Further explanation is provided at INTM620750.

There are a number of exemptions to the tax charge, explained further in INTM620310 onwards:

  • Limited UK sales – if the person (together with any connected person) has UK sales of £10m or less in the tax year.
  • Company resident in a specified territory – HMRC have a power to create a list of specified territories. Persons to which these rules apply will generally be companies. This exemption takes out of scope those companies in specified non-full treaty territories that would otherwise be within scope. There are various conditions that must also be met for this exemption to apply.
  • Business undertaken in the territory – if the person is resident in the territory and all (or substantially all) of the relevant activity in relation to the IP is, and always has been, undertaken in the territory, the person is able to make a claim to be exempt from charge. This exemption only applies if the IP has not been transferred from a related person and is not derived from IP held by a related person.
  • Foreign tax at least half of UK tax – this exemption applies to remove from charge persons who pay tax on the UK-derived amounts in their territory of residence of at least half the amount they would pay under this legislation. This exemption does not apply if the tax due in the territory of residence is determined under tax provisions designed to allow any person’s control over the tax payable.
  • Income of opaque partnerships taxable in full treaty territory – this exemption applies to remove from charge the partners in an opaque partnership where UK-derived amounts arise to the partnership and are chargeable in the partnership’s territory of residence.
  • Certain bodies corporate that are transparent in a full treaty territory – this exemption applies to remove from charge corporate bodies that are incorporated in a full treaty territory, regarded as tax transparent according to the laws of that territory, and are wholly owned by persons resident in that territory.
  • Exemption for double taxation on amounts within the same control group – this exemption applies to deal with circumstances where a charge arises to two companies within the same group in respect of the same income arising from intangible property.

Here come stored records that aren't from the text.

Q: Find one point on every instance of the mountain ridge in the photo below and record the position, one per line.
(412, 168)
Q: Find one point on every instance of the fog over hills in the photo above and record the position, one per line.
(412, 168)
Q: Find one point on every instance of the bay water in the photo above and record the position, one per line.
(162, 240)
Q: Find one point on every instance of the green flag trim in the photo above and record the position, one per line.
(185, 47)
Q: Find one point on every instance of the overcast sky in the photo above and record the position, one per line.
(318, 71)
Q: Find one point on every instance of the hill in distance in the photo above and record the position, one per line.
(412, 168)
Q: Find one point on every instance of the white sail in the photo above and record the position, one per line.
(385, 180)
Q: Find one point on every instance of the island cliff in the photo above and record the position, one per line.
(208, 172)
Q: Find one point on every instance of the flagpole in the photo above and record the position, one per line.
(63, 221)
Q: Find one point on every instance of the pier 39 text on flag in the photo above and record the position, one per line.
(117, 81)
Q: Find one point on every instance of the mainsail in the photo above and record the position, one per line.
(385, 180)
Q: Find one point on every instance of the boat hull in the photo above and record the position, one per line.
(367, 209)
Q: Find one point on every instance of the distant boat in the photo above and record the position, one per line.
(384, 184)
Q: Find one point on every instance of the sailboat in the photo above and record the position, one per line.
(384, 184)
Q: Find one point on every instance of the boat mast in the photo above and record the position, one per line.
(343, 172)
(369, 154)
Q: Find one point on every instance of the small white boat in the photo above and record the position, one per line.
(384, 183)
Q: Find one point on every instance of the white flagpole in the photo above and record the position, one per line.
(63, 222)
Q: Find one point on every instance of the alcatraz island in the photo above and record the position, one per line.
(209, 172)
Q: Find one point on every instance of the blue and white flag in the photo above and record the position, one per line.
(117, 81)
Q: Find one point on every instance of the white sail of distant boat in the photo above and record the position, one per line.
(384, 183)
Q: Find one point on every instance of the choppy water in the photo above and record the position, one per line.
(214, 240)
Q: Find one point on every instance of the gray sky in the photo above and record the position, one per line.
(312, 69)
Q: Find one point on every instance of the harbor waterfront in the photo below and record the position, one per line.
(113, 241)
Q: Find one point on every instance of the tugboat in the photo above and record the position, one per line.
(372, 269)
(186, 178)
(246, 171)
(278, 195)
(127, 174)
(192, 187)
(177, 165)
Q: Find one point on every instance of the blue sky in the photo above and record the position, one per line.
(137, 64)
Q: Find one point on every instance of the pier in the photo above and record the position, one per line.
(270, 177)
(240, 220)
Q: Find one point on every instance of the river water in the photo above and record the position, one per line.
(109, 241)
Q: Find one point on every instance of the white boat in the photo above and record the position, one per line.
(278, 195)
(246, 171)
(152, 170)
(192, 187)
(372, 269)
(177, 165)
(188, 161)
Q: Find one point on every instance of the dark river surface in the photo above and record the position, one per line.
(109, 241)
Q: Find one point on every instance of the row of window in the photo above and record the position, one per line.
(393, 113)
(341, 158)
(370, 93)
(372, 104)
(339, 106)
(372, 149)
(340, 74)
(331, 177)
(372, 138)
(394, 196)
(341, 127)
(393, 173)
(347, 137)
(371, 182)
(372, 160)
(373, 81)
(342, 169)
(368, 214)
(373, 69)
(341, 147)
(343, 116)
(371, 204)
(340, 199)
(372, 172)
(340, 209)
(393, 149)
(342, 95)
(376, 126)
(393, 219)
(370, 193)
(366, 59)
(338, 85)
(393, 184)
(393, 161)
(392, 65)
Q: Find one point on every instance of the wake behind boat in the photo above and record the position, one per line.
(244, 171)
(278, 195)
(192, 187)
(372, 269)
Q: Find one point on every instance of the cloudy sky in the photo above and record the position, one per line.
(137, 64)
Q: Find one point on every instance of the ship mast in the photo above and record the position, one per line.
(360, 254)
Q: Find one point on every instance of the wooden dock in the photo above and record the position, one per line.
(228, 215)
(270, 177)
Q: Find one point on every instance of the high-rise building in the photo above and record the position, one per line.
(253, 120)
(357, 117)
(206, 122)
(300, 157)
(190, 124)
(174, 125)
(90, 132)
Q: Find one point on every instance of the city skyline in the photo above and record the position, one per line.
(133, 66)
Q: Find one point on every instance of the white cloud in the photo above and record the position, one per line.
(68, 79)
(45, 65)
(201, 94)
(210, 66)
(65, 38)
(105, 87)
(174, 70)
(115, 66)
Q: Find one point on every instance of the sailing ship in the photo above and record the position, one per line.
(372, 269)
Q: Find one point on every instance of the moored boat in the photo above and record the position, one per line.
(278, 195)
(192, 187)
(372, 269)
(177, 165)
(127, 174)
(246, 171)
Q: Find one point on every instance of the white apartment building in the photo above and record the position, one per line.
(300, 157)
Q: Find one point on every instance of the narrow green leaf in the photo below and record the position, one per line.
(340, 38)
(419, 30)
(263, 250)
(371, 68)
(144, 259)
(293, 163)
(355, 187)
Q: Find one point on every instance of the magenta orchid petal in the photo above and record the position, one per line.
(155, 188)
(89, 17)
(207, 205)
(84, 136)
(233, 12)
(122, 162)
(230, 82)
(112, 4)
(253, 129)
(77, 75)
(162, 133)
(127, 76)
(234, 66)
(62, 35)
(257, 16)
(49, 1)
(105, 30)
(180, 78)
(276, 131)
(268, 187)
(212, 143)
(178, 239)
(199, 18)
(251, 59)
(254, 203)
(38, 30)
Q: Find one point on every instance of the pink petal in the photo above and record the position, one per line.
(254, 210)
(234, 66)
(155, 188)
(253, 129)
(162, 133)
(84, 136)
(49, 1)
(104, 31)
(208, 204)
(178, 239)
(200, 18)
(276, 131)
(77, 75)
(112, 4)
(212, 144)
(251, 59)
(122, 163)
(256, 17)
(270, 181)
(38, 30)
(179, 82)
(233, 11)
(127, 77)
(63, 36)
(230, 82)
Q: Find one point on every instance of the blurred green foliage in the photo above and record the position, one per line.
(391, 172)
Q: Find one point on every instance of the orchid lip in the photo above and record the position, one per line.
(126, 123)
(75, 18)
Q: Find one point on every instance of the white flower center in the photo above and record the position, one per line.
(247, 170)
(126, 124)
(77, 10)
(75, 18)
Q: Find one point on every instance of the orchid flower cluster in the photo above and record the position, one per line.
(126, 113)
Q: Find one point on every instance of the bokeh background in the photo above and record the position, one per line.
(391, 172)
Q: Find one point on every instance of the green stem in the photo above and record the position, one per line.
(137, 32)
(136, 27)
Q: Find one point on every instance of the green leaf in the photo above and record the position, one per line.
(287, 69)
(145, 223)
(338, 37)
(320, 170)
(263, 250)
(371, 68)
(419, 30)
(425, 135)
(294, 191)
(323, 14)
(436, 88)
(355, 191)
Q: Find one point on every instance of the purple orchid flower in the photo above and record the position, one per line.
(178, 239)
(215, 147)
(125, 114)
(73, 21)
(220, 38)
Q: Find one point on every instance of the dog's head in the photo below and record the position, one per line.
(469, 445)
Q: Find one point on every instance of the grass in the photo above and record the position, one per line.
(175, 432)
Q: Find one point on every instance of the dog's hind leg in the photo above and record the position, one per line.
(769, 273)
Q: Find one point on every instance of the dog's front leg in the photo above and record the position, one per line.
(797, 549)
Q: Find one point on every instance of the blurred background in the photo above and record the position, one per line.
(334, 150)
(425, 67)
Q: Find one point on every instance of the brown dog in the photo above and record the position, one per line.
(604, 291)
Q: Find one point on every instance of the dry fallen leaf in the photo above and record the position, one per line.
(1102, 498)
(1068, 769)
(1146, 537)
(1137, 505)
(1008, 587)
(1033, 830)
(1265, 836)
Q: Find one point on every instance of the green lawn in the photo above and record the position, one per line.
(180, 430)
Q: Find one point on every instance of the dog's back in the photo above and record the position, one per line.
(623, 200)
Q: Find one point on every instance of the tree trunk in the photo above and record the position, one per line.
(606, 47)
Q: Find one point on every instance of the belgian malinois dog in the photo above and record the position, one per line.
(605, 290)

There is a targeted anti-avoidance rule (TAAR), which applies to arrangements entered into after 28 October 2018 a main purpose of which is to prevent amounts being subject to the ORIP charge, or which is contrary to the object and purpose of a treaty. If the TAAR is in point, the counteraction is made by making an adjustment on a just and reasonable basis, see INTM620510.

If income tax due under this legislation remains unpaid 6 months after the relevant date, a designated officer may issue a notice to a person (or persons) in the same control group, requiring payment of any unpaid tax and interest within 30 days, see INTM620420.